Yearbook advising in uncertain times

By Ada Clark
Mooresville HS Yearbook Adviser
IHSPA Executive Board President

To my friends & fellow yearbook advisers,

If you are a fall adviser, we are a dying breed. I advise in a community where most people know that yearbooks arrive in time for Fall Homecoming. Our students enjoy having a book with graduation and spring events sewn into the binding. Call me old-fashioned, but I like having a fall book, too.

We weren’t running behind, but we had at least half our book to go on our last day in the school building, which was March 13. And since then, through daily Zoom calls, Canvas messages boards, and many, many e-mails, we are chipping away at our pages.
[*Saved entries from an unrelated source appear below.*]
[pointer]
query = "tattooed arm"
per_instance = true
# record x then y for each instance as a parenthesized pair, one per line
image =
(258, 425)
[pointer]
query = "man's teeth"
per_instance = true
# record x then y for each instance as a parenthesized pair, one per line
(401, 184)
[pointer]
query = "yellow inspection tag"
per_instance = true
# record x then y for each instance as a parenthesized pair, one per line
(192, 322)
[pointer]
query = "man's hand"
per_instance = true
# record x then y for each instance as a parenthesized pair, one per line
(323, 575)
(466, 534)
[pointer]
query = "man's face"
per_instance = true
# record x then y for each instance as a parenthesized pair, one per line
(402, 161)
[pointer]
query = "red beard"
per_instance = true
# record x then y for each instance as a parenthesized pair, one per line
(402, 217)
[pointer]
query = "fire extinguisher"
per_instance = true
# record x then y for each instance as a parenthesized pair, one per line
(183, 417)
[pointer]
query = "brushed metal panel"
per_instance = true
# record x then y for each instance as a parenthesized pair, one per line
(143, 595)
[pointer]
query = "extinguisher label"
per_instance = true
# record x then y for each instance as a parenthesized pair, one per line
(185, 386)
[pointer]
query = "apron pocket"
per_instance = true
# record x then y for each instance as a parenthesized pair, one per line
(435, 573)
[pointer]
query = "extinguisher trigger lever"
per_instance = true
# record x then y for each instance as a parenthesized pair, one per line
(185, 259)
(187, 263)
Just as COVID-19 drastically altered the spring semester of our school year, it also changed the scope of all our spring coverage.

After nine days in a row of eLearning, my students met a huge deadline. We had our spring break and returned for a new schedule with eLearning only three days a week. There would be some breathing room. I thought it might get easier.

Then, on April 8, an EF-1 Tornado struck our downtown, wiping out electricity and causing major damage to area businesses. Some of my students didn’t have power or internet access for days.

Everything I feel like I knew about yearbook advising has been challenged by this experience. I would like to offer some words of encouragement to the other advisers out there who are managing a yearbook along with eLearning.

· Someday, somebody will open your staff’s 2020 yearbook and use it to tell their grandchildren about the COVID-19 pandemic.

· Although not every one of your students will have the same ability to create pages that they had when they saw you and each other in class, appreciate that your students are building their journalistic skills exponentially.

· Don’t compare your staff or your teaching to that of others. Your kids are different, and your community is unique. What you are doing needs to work for you and your students.

· Take a deep breath. If you are like me, you might end up offering your 11-year-old $2 a letter to help fuse names in the index. That is ok.

· When the yearbook arrives, it will be beautiful, because it will be done. Also, if you are used to having a spring book, it’s sad to miss out on that spring distribution; however, your book will still be received with much joy. Consider this yearbook as the greatest accomplishment of your career.

Best wishes to all yearbook advisers and reps as we finish this unconventional year!